Hybrid Search method for Zermelo's navigation problem

TL;DR

This paper introduces a Hybrid Search algorithm that combines Zermelo's navigation problem with a heuristic-based approach to efficiently find optimal routes for vessels, incorporating obstacle avoidance in both Euclidean and spherical spaces.

Contribution

The paper presents a novel hybrid algorithm integrating Zermelo's problem with a heuristic method, applicable to real-world navigation scenarios including obstacle avoidance.

Findings

Effective in synthetic vector fields

Demonstrates improved efficiency in real ocean data

Handles both Euclidean and spherical spaces

Abstract

In this paper, we present a novel algorithm called the Hybrid Search algorithm that integrates the Zermelo's Navigation Initial Value Problem with the Ferraro-Mart\'in de Diego-Almagro algorithm to find the optimal route for a vessel to reach its destination.
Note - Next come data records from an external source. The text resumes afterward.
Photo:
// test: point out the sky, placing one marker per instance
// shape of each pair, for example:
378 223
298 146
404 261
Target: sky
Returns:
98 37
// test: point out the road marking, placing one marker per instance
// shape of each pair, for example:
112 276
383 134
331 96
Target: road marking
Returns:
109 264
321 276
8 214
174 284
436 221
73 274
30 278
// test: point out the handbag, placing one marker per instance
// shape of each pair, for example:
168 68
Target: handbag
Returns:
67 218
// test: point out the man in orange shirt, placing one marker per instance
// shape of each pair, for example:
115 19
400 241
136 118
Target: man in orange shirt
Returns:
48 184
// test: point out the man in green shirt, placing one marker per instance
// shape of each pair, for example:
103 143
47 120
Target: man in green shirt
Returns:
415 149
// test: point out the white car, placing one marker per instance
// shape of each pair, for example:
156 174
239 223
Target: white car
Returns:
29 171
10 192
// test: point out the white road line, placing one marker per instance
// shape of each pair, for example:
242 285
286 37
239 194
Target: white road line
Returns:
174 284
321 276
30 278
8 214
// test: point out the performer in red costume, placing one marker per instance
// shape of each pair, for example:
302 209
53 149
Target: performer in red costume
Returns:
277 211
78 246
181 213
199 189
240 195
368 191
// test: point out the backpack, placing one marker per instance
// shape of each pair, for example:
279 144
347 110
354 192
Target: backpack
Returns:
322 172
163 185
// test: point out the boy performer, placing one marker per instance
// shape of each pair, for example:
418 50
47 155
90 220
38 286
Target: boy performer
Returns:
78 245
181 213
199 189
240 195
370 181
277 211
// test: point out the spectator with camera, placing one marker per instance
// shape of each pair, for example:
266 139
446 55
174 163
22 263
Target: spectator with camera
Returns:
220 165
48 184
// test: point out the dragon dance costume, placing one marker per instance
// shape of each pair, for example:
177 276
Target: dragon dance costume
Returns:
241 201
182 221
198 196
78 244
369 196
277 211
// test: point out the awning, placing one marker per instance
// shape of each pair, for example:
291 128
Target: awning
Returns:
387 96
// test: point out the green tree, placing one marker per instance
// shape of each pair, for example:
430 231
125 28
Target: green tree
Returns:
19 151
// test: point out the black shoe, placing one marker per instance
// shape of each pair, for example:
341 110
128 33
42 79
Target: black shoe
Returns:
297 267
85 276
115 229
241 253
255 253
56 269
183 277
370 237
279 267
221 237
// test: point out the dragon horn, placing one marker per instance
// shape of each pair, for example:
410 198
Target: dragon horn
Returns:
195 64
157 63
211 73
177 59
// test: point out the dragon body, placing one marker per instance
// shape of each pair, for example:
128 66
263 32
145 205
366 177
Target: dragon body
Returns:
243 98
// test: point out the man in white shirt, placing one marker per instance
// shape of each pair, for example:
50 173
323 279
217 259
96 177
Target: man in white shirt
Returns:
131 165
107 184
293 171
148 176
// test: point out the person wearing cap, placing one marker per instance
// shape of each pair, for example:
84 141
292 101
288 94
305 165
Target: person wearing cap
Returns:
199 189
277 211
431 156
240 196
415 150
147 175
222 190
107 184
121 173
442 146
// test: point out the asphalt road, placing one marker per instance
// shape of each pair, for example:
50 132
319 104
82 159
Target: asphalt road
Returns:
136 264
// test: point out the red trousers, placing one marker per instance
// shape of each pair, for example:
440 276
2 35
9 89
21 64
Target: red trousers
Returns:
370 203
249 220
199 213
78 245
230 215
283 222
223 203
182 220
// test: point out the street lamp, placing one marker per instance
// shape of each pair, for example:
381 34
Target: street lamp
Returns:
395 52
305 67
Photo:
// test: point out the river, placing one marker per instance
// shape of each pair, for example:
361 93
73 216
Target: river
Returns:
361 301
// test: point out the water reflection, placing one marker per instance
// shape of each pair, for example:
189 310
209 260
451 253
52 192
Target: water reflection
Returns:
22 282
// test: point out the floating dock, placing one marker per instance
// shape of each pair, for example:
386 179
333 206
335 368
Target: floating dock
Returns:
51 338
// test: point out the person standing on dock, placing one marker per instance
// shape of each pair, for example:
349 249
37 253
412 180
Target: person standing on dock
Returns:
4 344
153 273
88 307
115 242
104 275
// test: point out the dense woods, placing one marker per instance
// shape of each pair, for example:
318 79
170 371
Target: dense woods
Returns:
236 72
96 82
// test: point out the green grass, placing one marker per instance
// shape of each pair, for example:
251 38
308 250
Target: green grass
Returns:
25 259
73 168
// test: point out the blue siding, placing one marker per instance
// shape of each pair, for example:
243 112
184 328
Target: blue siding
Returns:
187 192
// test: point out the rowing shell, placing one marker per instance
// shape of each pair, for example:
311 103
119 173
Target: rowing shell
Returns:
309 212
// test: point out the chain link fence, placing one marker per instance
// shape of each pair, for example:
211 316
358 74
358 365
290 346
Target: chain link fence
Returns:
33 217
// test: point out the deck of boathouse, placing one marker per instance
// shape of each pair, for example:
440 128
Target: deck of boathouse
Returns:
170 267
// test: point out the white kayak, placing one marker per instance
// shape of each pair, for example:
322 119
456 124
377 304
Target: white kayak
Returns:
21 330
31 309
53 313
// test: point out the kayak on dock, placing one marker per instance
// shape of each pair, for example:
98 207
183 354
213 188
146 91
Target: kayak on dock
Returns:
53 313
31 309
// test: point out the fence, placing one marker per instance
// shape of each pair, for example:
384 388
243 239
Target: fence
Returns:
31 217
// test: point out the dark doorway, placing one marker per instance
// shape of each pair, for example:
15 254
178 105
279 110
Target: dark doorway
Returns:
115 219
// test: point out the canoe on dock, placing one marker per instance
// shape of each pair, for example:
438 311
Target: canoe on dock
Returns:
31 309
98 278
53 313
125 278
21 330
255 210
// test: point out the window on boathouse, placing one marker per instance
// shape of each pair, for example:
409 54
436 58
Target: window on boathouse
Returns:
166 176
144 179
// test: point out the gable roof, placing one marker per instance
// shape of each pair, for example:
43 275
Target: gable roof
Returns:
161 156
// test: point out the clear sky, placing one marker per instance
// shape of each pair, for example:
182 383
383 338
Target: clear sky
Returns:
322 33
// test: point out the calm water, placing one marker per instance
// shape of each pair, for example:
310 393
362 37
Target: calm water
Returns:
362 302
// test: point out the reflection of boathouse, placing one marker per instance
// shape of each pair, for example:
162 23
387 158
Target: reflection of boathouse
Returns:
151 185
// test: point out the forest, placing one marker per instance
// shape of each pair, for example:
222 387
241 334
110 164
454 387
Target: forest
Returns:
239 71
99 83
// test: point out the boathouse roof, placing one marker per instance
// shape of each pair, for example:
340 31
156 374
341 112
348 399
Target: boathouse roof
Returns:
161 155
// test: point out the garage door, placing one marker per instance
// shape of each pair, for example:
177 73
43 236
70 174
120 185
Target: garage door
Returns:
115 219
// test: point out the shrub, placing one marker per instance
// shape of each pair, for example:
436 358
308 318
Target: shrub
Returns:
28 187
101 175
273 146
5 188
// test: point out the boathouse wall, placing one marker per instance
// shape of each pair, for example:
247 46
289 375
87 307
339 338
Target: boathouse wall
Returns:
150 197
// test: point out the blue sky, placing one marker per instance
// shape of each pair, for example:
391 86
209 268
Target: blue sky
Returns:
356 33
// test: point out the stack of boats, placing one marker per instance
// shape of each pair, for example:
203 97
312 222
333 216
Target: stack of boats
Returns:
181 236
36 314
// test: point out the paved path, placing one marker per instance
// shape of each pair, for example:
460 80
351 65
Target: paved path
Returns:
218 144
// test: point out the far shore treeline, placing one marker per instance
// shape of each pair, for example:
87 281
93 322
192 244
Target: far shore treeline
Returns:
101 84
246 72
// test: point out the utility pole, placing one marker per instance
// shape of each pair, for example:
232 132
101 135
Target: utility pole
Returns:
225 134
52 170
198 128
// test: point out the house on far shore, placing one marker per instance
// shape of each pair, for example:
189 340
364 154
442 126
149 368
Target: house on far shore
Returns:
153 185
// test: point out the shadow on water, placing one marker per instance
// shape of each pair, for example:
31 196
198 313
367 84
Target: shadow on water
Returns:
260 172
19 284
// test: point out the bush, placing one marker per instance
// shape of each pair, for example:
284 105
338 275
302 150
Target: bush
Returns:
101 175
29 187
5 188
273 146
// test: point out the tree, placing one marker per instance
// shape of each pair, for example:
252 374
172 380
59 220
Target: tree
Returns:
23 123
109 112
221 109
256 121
Our algorithm is designed to work in both Euclidean and spherical spaces and utilizes a heuristic that allows the vessel to move forward while remaining within a predetermined search cone centred around the destination. This approach not only improves efficiency but also includes obstacle avoidance, making it well-suited for real-world applications. We evaluate the performance of the Hybrid Search algorithm on synthetic vector fields and real ocean currents data, demonstrating its effectiveness and performance.